There’s a reason that Chutkan is the person on Trump’s attack list getting death threats almost immediately after becoming a public part of the case. It’s the same reason Fulton County District Attorney Fani Willis had to warn her staff, “I am not concerned with the calls, emails, or ads and you should not concern yourself with them.” Trump and his supporters have a particular vengeful focus on Chutkan and Willis because they are Black women, and some members of the Georgia grand jury will get that special attention as well. Racists gonna racist, in short.
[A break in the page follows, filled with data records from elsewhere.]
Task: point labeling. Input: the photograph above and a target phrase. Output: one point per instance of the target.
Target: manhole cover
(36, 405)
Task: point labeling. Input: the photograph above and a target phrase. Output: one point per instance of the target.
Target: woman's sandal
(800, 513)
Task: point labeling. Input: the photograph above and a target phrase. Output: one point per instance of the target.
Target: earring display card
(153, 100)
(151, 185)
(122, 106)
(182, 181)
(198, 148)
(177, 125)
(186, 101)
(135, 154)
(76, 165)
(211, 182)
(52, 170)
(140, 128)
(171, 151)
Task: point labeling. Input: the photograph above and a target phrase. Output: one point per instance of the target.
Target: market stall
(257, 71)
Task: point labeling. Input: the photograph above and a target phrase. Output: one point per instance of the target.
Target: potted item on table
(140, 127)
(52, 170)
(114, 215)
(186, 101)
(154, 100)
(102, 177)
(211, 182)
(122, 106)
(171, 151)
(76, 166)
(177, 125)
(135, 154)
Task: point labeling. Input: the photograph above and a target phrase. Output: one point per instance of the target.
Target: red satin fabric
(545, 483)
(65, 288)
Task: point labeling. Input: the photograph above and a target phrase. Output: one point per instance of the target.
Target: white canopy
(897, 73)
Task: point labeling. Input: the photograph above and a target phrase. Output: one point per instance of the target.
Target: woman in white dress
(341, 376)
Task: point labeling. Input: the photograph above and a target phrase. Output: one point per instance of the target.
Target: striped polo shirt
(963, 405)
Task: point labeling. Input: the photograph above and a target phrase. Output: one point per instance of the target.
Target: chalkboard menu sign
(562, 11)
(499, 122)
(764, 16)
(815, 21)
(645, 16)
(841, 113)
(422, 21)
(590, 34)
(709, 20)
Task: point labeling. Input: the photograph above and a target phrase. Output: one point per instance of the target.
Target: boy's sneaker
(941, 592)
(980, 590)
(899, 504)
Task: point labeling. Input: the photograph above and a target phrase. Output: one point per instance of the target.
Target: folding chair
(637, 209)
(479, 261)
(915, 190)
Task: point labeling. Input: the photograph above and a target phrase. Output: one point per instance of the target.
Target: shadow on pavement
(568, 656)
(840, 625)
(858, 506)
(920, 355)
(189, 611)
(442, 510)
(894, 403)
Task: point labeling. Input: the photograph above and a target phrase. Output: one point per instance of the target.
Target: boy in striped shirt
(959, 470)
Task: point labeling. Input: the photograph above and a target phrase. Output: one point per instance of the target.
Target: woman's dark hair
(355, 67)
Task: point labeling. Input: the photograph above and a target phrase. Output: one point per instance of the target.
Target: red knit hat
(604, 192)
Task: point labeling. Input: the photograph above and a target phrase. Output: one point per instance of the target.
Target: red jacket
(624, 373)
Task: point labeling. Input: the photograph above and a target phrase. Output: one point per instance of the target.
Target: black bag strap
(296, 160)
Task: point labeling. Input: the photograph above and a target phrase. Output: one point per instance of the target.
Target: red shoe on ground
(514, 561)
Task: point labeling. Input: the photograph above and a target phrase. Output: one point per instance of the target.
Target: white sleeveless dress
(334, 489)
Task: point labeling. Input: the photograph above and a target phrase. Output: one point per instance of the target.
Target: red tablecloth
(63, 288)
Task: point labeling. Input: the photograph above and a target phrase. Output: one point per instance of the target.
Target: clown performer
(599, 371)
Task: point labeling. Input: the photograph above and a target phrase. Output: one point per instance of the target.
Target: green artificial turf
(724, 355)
If Trump’s supporters can walk right up to the line of direct threats before facing criminal charges, Trump himself—in theory—should be on a tighter leash. The conditions of his release bar him from making “inflammatory statements” and in particular attempting to intimidate witnesses. Yet Trump is doing exactly that and has yet to face consequences. The New York Times reports, “Some lawyers have said that if Mr. Trump were an ordinary citizen issuing these attacks, he would be in jail by now.” It’s one of the many ways Trump has been given special, lenient treatment as he moves through the legal system.

Any judge, though, who puts Trump in jail over his efforts to intimidate witnesses and incite his supporters to violence will face a major burst of rage from those supporters, along with accusations by Trump and much of the Republican Party that it’s a political persecution of a presidential candidate. Trump is banking on continuing special treatment for exactly that reason.